Du point de vue géographique, Chypre est la troisième plus grande île de la région du nord-est de la mer Méditerranée, avec une surface d’un peu plus de 9000 kilomètres carrés, pour une population de seulement un million de personnes. Depuis 1974, quand la Turquie envahit l’île sous prétexte d’un coup d’état fomenté par la junte militaire d’Athènes, 36 % de la surface de l’île est sous occupation turque. La séparation est marquée par une ligne verte virtuelle, mais ne représente pas une frontière extérieure de l’UE. La ligne verte est en fait une zone tampon démilitarisée, dans laquelle la mission des Nations unies, l’UNFICYP s’y est installée pour surveiller la situation du cessez-le-feu.

 

Située au carrefour de l’Afrique et de l’Europe et considérée comme l’île de naissance de la déesse grecque Aphrodite, l’île a longtemps, été autonome et connue sous le nom de Alachia ou Kupros (cuivre, en grec) convoitée et occupée par plusieurs autres nations : les Perses, les Grecs, les Romans, les Byzantins, les Francs, les Turcs ottomans et enfin les Britanniques (de 1878 à 1960). Les Anglais gardent encore de nos jours des enclaves militaires sous la souveraineté de la Couronne.

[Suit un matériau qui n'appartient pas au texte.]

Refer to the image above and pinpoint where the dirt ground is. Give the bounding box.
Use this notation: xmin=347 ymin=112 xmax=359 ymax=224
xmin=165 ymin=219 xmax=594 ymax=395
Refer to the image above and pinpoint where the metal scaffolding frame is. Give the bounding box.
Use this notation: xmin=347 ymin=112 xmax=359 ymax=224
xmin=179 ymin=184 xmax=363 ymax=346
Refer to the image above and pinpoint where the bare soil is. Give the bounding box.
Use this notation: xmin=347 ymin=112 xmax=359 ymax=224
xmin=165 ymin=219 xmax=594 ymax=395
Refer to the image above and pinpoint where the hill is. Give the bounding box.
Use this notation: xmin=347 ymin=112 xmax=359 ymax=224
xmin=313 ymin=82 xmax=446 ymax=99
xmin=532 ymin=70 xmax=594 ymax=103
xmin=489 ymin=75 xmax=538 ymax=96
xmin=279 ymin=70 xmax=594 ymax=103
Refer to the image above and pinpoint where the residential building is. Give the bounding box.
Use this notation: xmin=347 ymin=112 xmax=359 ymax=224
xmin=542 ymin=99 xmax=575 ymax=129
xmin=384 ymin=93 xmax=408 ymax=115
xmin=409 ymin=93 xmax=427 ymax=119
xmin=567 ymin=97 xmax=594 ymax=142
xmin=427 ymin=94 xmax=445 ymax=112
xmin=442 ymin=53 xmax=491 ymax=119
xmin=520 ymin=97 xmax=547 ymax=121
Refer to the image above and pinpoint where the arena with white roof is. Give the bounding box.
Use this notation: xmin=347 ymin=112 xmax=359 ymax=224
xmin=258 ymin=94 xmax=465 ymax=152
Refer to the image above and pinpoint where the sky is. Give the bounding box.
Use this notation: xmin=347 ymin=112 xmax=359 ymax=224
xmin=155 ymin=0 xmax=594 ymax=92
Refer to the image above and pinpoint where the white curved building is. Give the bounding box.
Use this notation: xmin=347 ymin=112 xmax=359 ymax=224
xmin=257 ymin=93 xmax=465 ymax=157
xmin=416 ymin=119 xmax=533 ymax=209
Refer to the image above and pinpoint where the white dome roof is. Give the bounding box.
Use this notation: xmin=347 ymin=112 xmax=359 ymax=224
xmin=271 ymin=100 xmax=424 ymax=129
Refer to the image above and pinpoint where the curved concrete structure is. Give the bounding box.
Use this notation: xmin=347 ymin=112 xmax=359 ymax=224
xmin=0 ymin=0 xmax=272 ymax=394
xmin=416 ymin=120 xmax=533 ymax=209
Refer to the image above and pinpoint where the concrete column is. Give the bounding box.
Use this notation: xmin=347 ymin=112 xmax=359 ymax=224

Son patrimoine enrichi de toutes ces cultures, la culture hellénistique restant la plus durable, Chypre a des fortes similitudes de nos jours avec la culture grecque, même si la domination ottomane a duré presque trois siècles. Les Turcs ottomans ont cédé contre leur gré l’administration de l’île à la couronne britannique en 1878, à la suite de conflits russo-turcs. La Première Guerre Mondiale transforme le statut de l’île, elle devient totalement britannique en 1914, mais dans les années 30, les Chypriotes manifestent et militent pour une libération et un rattachement à la Grèce. En 1960 Chypre se proclame indépendante.

 

Pendant ce temps, Ankara toute proche garde un œil sur l’île et dès 1964 commence ce que les historiens appellent une épuration ethnique, tente de récupérer la partie nord de l’île, épisode tragique et douloureux que l’écrivaine turque Elif Shafak décrit très bien dans son livre intitulé « L’île aux arbres disparus ». Plus de 250 000 chypriotes grecs sont déplacés, on dénombre des milliers de morts et disparus et en 1983 la partie occupée de l’île devient la République turque de Chypre du Nord : elle est reconnue uniquement par la Turquie.

 

Aujourd’hui, la ligne verte se compose de points de passage entre les deux parties, vers la rue Ledra, grande rue commerçante de Nicosie. Loin d’un passé qui reste douloureux et source de ressentiments, Chypre espère retrouver une forme étatique cohérente, peut-être sous la forme d’une fédération, sinon d’une réunion de l’île. Sur le plan géopolitique, l’île divisée se confronte aux dures et complexes réalités européennes, et mondiales, impossibles à résoudre sur le court terme : guerre d’agression de la Russie contre l’Ukraine, changement de vision de la politique américaine, avènement de la Chine etc. Déterminée et forte, Nicosie espère marquer sa présidence en favorisant la paix et le compromis en dignité et respect, tout en restant tributaire des valeurs de l’Union européenne.